For a Stream Feature View, you can also run the streaming job. This will write to a temporary table which can be queried
feature_view.run_stream(output_temp_table="temp_table") # start streaming job
display(spark.sql("SELECT * FROM temp_table LIMIT 5")) # Query the output table
Reading Feature View Data
Reading a sample of feature values can help validate that you've implemented it correctly, or understand the data structure when exploring a feature you're unfamiliar with.
For Batch and Stream features you can use the
FeatureView.get_historical_features()
method to view some output from your new
feature. To help your query run faster, you can use the start_time
and
end_time
parameters to select a subset of dates, or pass an entities
DataFrame of keys to view results for just those entity keys.

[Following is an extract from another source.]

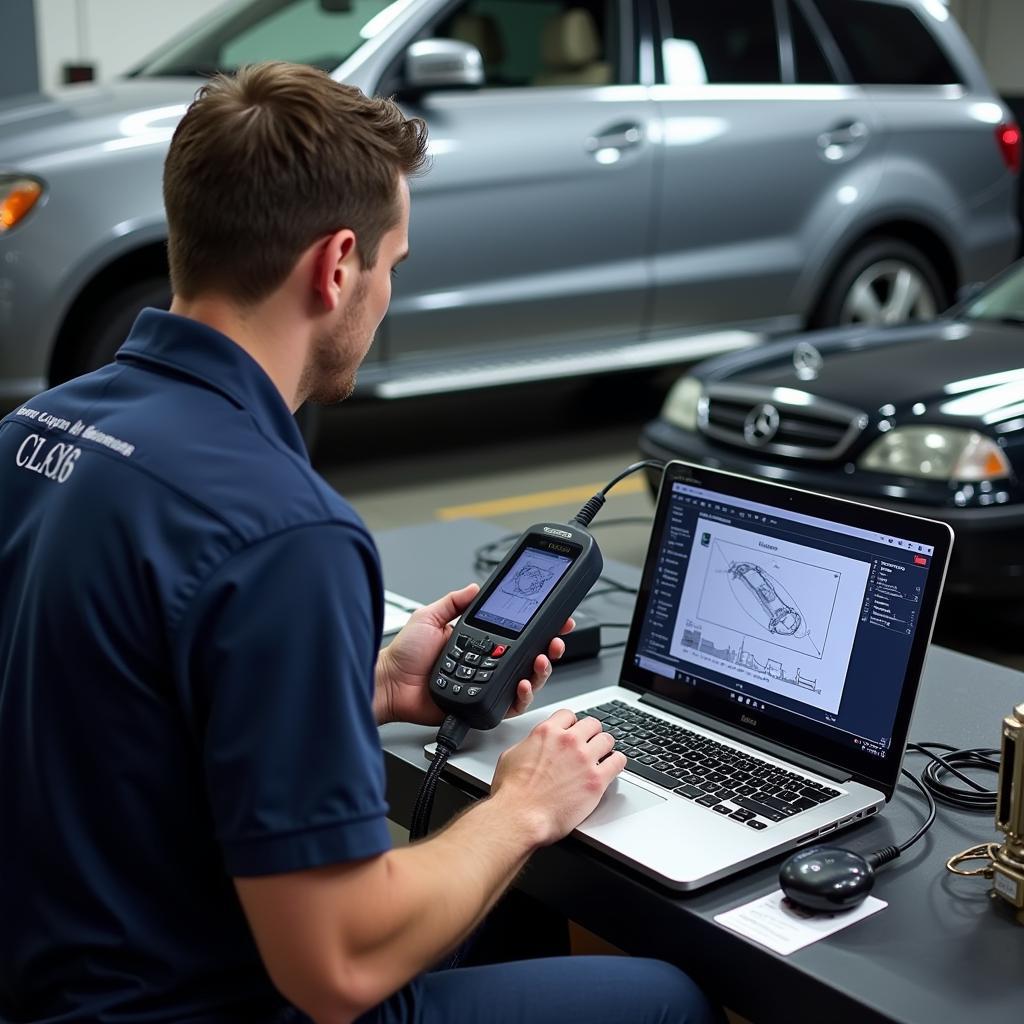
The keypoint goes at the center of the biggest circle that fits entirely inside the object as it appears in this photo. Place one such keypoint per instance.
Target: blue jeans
(559, 990)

By default, get_historical_features
will always retrieve data from the Offline
Feature Store, but you can bypass the offline store and run transformations on
the fly using the parameter from_source=True
.
from datetime import datetime, timedelta
start_time = datetime.today() - timedelta(days=2)
results = feature_view.get_historical_features(start_time=start_time)
display(results)
Because On-Demand Feature Views depend on request data and or other Batch and
Stream Feature Views, they cannot simply be looked up from the Feature Store
using get_historical_features()
without the proper input data. Refer to
On-Demand Feature Views for
more details on how to test and preview these Feature Views.